For example, when Lady Bracknell speaks to Jack about the prospects of a marriage to Gwendolen, she takes out a notebook in which she has already written specific questions. This shows that she pesters every man that attempts to come near Gwendolen with a long list of questions that, like she says, she works with "in a team" with "the Duchess".
Furthermore, she openly criticizes the answers that she gets and is more than happy to insult whatever she does not like. This is the case when she not only calls Jack's lineage "a parcel", but she also obligates him to produce a family name immediately or "before the season is over". The shallowness and meanness of the woman are so extreme that the reader has no other choice but to realize the irony and laugh at its shocking nature. Hence, marriage is a contract that better bring good outcome. This is the view of Lady Bracknell.
Gwendolen, although not as mean as her mother, has another weird view of marriage which, in another ironic comedy, she shares with Cecily (unknown to both): They both insist in marrying a man named Ernest. Period. They both love the name because it insinuates itself as if whoever wears the name is a good and honest man. To Gwendolen, the name brings "vibrations". To Cecily, it implies a hidden mischievous behavior that she intends to modify. The two women are so far out in their views of marriage that, again, we find no other option but to laugh at them and their views.

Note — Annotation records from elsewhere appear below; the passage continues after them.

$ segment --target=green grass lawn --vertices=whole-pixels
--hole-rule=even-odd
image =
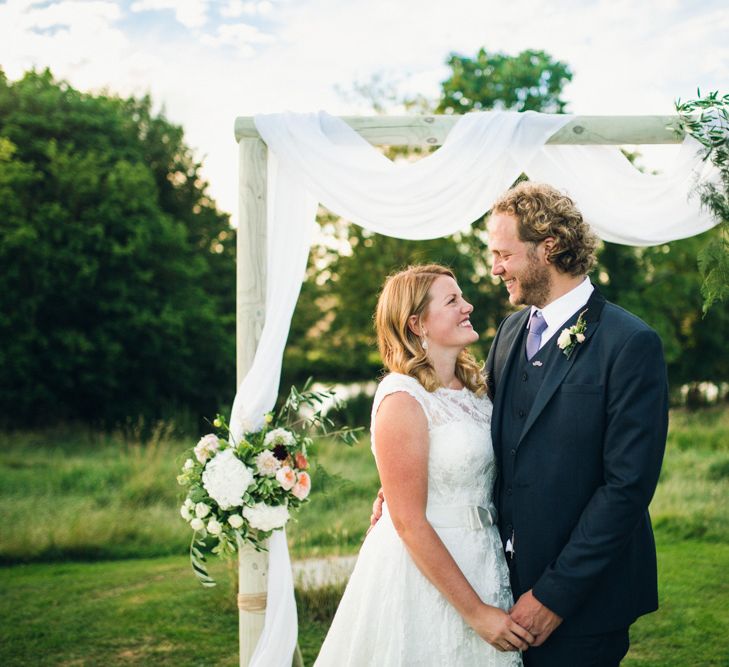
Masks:
[[[659,541],[661,609],[632,631],[626,667],[729,664],[729,545]],[[237,665],[234,572],[203,589],[180,556],[0,568],[0,664]],[[311,664],[341,590],[297,598]]]
[[[185,557],[175,476],[190,444],[0,434],[0,665],[237,664],[234,571],[214,564],[206,590]],[[288,529],[295,558],[355,553],[379,486],[367,439],[317,448],[330,476],[314,469]],[[672,414],[651,513],[661,610],[624,664],[729,665],[729,409]],[[297,591],[307,664],[340,594]]]

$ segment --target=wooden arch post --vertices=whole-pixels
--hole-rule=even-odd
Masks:
[[[458,116],[343,117],[369,143],[377,146],[440,146]],[[676,116],[575,116],[548,144],[676,144]],[[236,376],[240,385],[261,336],[266,298],[266,165],[267,148],[252,117],[235,120],[240,151],[239,225],[236,268]],[[243,547],[238,557],[240,665],[246,667],[258,643],[266,611],[268,556]],[[301,662],[300,655],[295,663]]]
[[[239,142],[239,215],[236,240],[236,378],[240,385],[253,363],[265,319],[266,144]],[[238,552],[238,637],[240,665],[251,660],[266,614],[268,554],[248,544]]]

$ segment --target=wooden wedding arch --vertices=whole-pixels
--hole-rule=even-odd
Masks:
[[[344,116],[375,146],[440,146],[458,116]],[[266,317],[266,164],[268,149],[252,117],[235,120],[239,147],[236,268],[236,377],[240,385],[253,363]],[[636,145],[683,141],[677,116],[575,116],[548,144]],[[245,667],[263,630],[267,555],[252,547],[238,557],[240,665]],[[300,656],[294,657],[300,664]]]

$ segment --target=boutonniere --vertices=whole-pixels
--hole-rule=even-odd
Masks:
[[[575,351],[577,344],[585,342],[585,329],[587,329],[587,322],[585,322],[585,319],[582,316],[586,312],[587,308],[585,308],[585,310],[577,316],[577,322],[574,325],[568,329],[562,329],[562,333],[557,339],[557,346],[568,359]]]

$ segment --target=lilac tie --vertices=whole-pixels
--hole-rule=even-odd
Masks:
[[[547,323],[542,313],[535,310],[529,318],[529,331],[527,333],[527,360],[539,352],[539,345],[542,342],[542,332],[547,328]]]

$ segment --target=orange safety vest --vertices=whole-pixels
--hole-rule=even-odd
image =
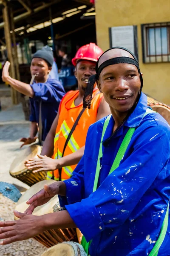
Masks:
[[[75,152],[85,145],[86,135],[90,125],[96,121],[97,111],[102,94],[99,90],[94,90],[90,109],[86,109],[81,116],[65,148],[64,156]],[[62,157],[62,153],[65,141],[79,113],[82,109],[82,102],[78,106],[74,106],[73,102],[77,97],[79,91],[70,91],[62,98],[59,107],[59,118],[54,141],[54,154],[52,158],[58,159]],[[76,165],[62,167],[61,180],[63,180],[70,178]],[[54,172],[48,172],[47,179],[53,177],[54,180],[59,180],[58,170]]]

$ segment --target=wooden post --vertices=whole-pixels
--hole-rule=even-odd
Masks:
[[[12,31],[12,38],[13,43],[14,44],[14,61],[15,68],[16,68],[16,76],[17,76],[17,79],[18,80],[20,80],[20,71],[19,71],[19,68],[18,55],[17,53],[15,33],[15,32],[14,31],[14,30],[15,29],[15,27],[14,27],[14,21],[13,12],[12,9],[10,9],[10,17],[11,17],[11,30]]]
[[[6,2],[3,1],[3,4],[4,8],[3,9],[3,18],[4,22],[4,32],[5,37],[6,41],[6,48],[7,50],[8,58],[11,63],[10,73],[11,76],[13,78],[15,78],[15,73],[14,64],[13,61],[13,58],[12,56],[12,46],[11,44],[11,39],[10,31],[9,27],[9,19],[8,18],[8,8],[7,3]],[[18,99],[17,93],[17,92],[11,87],[11,96],[12,98],[12,102],[13,104],[17,104],[18,103]]]

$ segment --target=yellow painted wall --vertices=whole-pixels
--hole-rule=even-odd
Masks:
[[[143,91],[170,105],[170,63],[144,64],[141,25],[170,21],[170,0],[96,0],[97,41],[110,48],[108,28],[137,25],[138,54],[143,73]]]

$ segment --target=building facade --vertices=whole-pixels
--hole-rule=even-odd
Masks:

Finally, Algernon and Jack also share their views. Algernon does not care and also thinks of marriage as a business transaction. This, however, miraculously changes after he meets Cecily. However, he has already been planning on romancing Cecily even before he meets her. This shows, once again, that Algernon is a creature of whims and Cecily is nothing but a caprice. This is no different that Cecily's opinion of Algernon (whom she thinks is Jack's bad brother Ernest). They are both clueless.
As for Jack, he is the only character who seems to be genuinely in love. He endures Lady Bracknell's insults and Algernon's comments, all for the sake of Gwendolen. He is willing to go get baptized as an Ernest, and goes through the tribulations of the play for her. However, Jack has a tendency to lead a double life. He even admits to being in shock to have been telling the truth about his name all this time. Jack is also weak in the flesh. He leads us to assume that he, too, will break vows.
In call, none of the characters has a good nor healthy vision of what a good marriage is, and this is how Wilde uses satire to treat the topic.